TimeROME-DLM: Temporal Causal Tracing and Low-Rank Inference-Time Knowledge Editing for Masked Diffusion Language Models

Masked diffusion language models (MDLMs) such as LLaDA now rival autoregressive (AR) LLMs, but every existing knowledge-editing and unlearning method (ROME, MEMIT, etc.) targets AR transformers and either makes assumptions that fail under iterative denoising, or requires gradient updates whose backward-pass activations cost tens of GB of extra VRAM and which collapse MDLMs at standard learning rates. We introduce TimeROME-DLM, the first training-free, gradient-free, inference-time knowledge-editing framework for MDLMs. It couples two components: a Temporal Indirect Effect (TIE) causal-tracing protocol that identifies, for each fact, the coordinate whose intervention most strongly drives the object prediction at later denoising steps; and a closed-form, low-rank residual edit memory that aggregates subject keys and target deltas across all forget facts and applies a single ridge-regularised update at that coordinate at every diffusion forward, with sparsification to limit utility spillover. Backbone weights stay frozen; only three hyperparameters (alpha, lambda, q) are tuned on a small validation split. On TOFU forget01 with TOFU-finetuned LLaDA-8B-Base, TimeROME-DLM cuts forget-set log-probability by roughly 83 nats. The same configuration transfers to LLaDA-8B-Instruct, Dream-7B, MMaDA-8B, DiffuLLaMA-7B, and LLaDA-MoE-1.4B. It keeps retain-set log-probability nearly flat (within ~1 nat at the utility-safe operating point) across 50 sequentially inserted facts, delivers a four- to fourteen-fold wall-clock speedup with zero additional VRAM over the strongest converged training-time baseline, and scales sub-linearly to 400 facts. TimeROME-DLM closes the locate-then-edit gap between AR LLMs and MDLMs at a fraction of the computational cost.

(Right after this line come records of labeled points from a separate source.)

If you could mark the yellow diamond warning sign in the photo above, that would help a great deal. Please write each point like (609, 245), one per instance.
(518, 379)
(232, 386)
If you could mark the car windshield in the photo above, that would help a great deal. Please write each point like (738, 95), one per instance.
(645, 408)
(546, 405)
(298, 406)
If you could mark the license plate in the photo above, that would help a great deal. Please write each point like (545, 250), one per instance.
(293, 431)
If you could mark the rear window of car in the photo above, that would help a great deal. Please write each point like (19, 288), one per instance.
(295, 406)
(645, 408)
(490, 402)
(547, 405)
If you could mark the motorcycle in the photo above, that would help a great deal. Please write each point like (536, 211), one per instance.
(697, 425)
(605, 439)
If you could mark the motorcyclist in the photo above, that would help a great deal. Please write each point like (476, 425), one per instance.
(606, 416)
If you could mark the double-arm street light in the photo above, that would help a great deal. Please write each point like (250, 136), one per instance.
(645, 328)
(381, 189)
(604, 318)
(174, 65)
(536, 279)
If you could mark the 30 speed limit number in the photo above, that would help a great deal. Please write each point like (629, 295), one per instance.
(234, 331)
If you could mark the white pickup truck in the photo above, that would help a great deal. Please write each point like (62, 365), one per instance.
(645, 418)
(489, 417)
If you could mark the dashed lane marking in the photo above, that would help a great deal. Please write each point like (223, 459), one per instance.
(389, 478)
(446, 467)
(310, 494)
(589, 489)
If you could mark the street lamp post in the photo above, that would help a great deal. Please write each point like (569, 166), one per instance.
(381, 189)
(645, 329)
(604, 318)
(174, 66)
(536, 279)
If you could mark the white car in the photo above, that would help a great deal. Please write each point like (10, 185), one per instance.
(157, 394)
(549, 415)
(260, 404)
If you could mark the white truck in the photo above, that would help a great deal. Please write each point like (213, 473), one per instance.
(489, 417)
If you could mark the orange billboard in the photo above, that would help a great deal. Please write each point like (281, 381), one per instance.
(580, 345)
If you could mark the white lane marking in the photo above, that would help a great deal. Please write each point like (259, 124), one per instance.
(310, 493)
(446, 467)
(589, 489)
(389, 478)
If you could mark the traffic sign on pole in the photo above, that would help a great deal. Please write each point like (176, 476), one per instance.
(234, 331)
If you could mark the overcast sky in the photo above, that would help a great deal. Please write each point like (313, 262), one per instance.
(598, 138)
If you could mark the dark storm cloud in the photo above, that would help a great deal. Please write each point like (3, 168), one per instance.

翻译：掩码扩散语言模型（如LLaDA）现已能与自回归大语言模型相匹敌，但现有知识编辑与遗忘方法（如ROME、MEMIT等）均针对自回归Transformer设计，要么基于不适用于迭代去噪过程的假设，要么需要依赖梯度更新（其反向传播激活会消耗数十GB额外显存，且标准学习率下会导致掩码扩散语言模型崩溃）。我们提出TimeROME-DLM——首个面向掩码扩散语言模型的免训练、免梯度、推理时知识编辑框架。该框架包含两个组件：时间间接效应因果追踪协议，用于识别每个事实中在后期去噪步骤对目标词预测影响最强的坐标；以及一种闭式低秩残差编辑记忆机制，该机制聚合所有遗忘事实的主语键与目标差值，在每次扩散前向传播时对目标坐标施加单一岭回归正则化更新，并通过稀疏化限制效用溢出。模型骨干权重完全冻结，仅需在小型验证集上调整三个超参数（alpha、lambda、q）。在基于TOFU微调的LLaDA-8B-Base模型上进行TOFU forget01实验时，TimeROME-DLM将遗忘集对数概率降低约83纳特。该配置可直接迁移至LLaDA-8B-Instruct、Dream-7B、MMaDA-8B、DiffuLLaMA-7B及LLaDA-MoE-1.4B。连续插入50个事实时，它能使保留集对数概率保持近乎不变（在效用安全操作点附近波动幅度仅约1纳特），相比最强的收敛训练基线方法实现4至14倍实际加速且无需额外显存，并支持亚线性扩展至400个事实。TimeROME-DLM以极低计算成本填补了自回归大语言模型与掩码扩散语言模型之间的“定位-编辑”鸿沟。